If the current machine attributes don't match the stored hardware hash, SSM Agent computes a new fingerprint, stores the new hardware hash and fingerprint in the Vault, and passes the new fingerprint to RequestManagedInstanceRoleToken. This causes RequestManagedInstanceRoleToken to fail, and the agent won't be able to obtain a role token to connect to the Systems Manager service.

This failure is by design and is used as a verification step to prevent multiple managed nodes from communicating with the Systems Manager service as the same managed node.

When comparing the current machine attributes to the hardware hash stored in the Vault, the agent uses the following logic to determine whether the old and new hashes match:

  • If the SID (system/machine ID) is different, then no match.

  • Otherwise, if the IP address is the same, then match.

  • Otherwise, the percentage of machine attributes that match is computed and compared with the user-configured similarity threshold to determine whether there is a match.

The similarity threshold is stored in the Vault, as part of the hardware hash.

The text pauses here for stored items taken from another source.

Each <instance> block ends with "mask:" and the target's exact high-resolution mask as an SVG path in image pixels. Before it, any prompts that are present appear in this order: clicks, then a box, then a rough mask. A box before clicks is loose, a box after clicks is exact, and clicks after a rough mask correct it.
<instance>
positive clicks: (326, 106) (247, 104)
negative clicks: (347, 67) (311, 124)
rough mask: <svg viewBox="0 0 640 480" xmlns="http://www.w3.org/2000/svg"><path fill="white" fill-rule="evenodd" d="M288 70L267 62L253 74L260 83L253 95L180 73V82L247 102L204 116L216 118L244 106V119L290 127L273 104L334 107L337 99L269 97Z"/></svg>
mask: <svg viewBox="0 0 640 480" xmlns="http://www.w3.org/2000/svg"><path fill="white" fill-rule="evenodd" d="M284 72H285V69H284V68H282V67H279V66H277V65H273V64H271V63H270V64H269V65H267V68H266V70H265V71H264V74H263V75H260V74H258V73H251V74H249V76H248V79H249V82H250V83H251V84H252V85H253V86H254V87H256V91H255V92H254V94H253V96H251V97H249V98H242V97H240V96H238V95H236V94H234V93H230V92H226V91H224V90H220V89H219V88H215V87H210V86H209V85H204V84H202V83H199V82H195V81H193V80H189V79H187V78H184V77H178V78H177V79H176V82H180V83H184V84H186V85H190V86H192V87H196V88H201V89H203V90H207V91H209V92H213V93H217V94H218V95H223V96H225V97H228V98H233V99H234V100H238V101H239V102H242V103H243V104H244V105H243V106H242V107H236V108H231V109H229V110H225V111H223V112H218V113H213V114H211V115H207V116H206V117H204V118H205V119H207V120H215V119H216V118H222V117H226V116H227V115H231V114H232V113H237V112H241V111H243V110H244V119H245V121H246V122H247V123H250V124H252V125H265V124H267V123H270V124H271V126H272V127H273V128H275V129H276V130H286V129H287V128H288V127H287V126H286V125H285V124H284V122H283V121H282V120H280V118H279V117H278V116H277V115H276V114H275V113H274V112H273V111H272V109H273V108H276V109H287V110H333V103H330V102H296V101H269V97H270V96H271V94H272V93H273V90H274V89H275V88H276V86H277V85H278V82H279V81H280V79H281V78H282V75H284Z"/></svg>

The similarity threshold can be set after an instance is registered using a command like the following.

On Linux machines:

sudo amazon-ssm-agent -fingerprint -similarityThreshold 1

On Windows Server machines using PowerShell:

cd "C:\Program Files\Amazon\SSM\" ` .\amazon-ssm-agent.exe -fingerprint -similarityThreshold 1
Important

If one of the components used to calculate the fingerprint changes, this can cause the agent to hibernate. To help avoid this hibernation, set the similarity threshold to a low value, such as 1.

SSM Agent on GitHub

The source code for SSM Agent is available on GitHub so that you can adapt the agent to meet your needs. We encourage you to submit pull requests for changes that you would like to have included. However, Amazon Web Services doesn't provide support for running modified copies of this software.